In his opening statement for the closed-door testimony, Sondland criticized the president's handling of U.S. foreign policy toward Ukraine on a number of fronts, including Trump's July phone call with Ukrainian President Volodymyr Zelensky requesting that Ukraine probe Democratic presidential hopeful Joe Biden, who served as vice president during the Barack Obama era. Trump had halted nearly 400 million U.S. dollars in aid to Ukraine days before that call.
"Based on the President's direction, we were faced with a choice: We could abandon the goal of a White House meeting for President Zelensky, which we all believed was crucial to strengthening U.S.-Ukrainian ties and furthering long-held U.S. foreign policy goals in the region; or we could do as President Trump directed and talk to Mr. Giuliani to address the president's concerns," Sondland said.
"It was apparent to all of us that the key to changing the president's mind on Ukraine was Mr. Giuliani," Sondland said.
"Inviting a foreign government to undertake investigations for the purpose of influencing an upcoming U.S. election would be wrong. Withholding foreign aid in order to pressure a foreign government to take such steps would be wrong," Sondland said.
However, in his testimony, Sondland said he once asked Trump about what he wanted from Ukraine, and the president responded, "Nothing. There is no quid pro quo."
The ambassador also said he didn't understand until months later that Giuliani was working to push Ukraine to investigate Biden and his son Hunter Biden.
Fiona Hill, former National Security Council Russia adviser, told House committees earlier this week that she and then-National Security Adviser John Bolton were alarmed by Sondland's mention of investigations in a July meeting with senior Ukrainian officials, according to a Wall Street Journal report.
On Tuesday, Vice President Mike Pence declined to submit documents related to the Trump administration's dealings with Ukraine as requested by a congress request.
In a letter to the House of Representatives, Matthew Morgan, the vice president's counsel, repeated the Trump administration's view that the ongoing impeachment inquiry led by House Democrats is "unfair" and lacks "due process," claiming that Pence's office will cooperate on the probe only when it is conducted "in a manner consistent with well-established bipartisan constitutional protections and a respect for the separation of powers."
Also on Tuesday, Giuliani refused to comply with Congress' demand as well.
House Speaker Nancy Pelosi announced the initiation of a formal impeachment inquiry into Trump on Sept. 24 over the president's conduct during a controversial phone call with his Ukrainian counterpart on July 25.
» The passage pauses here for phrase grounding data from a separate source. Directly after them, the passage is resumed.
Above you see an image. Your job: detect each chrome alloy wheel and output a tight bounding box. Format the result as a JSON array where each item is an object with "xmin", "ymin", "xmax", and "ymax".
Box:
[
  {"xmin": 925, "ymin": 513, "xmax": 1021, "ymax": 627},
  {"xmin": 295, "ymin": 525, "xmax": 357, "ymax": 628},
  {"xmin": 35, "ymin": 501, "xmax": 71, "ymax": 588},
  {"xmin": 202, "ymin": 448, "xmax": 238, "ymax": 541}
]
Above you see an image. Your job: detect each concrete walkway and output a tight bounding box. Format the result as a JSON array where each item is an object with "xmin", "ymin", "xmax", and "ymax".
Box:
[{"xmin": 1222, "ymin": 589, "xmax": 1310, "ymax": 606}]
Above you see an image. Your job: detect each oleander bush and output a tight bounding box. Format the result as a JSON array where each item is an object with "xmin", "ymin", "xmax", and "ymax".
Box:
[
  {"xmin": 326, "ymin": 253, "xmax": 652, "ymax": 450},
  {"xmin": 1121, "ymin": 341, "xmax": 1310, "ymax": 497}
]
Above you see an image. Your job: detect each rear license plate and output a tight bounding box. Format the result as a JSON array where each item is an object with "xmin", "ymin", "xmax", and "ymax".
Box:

The impeachment inquiry was prompted by a whistleblower complaint filed in late August alleging that Trump pressured Zelensky to investigate Biden and his son Hunter, whom Trump accused of involvement in a corruption case in Ukraine.
Pelosi and three House committees leading the impeachment inquiry -- Intelligence, Oversight and Reform and Foreign Affairs -- believe Trump's conversation with Zelensky, as well as administration officials' interactions with the Ukrainian authorities before and after the call, manifested "efforts to pressure foreign powers to intervene in the 2020 elections."
Trump has denied wrongdoing, insisting that the call was "perfect" and calling the impeachment inquiry "another witch hunt" against him. The White House also considers the impeachment proceedings illegitimate, citing the absence of a full House vote.
Hunter served on the board of Burisma Holdings, a Ukrainian gas company, while his father oversaw U.S. policy on Ukraine as vice president. Both have denied wrongdoing.
A Fox News Poll released last week saw over half of U.S. respondents support impeachment, a noticeable increase from 42 percent in July.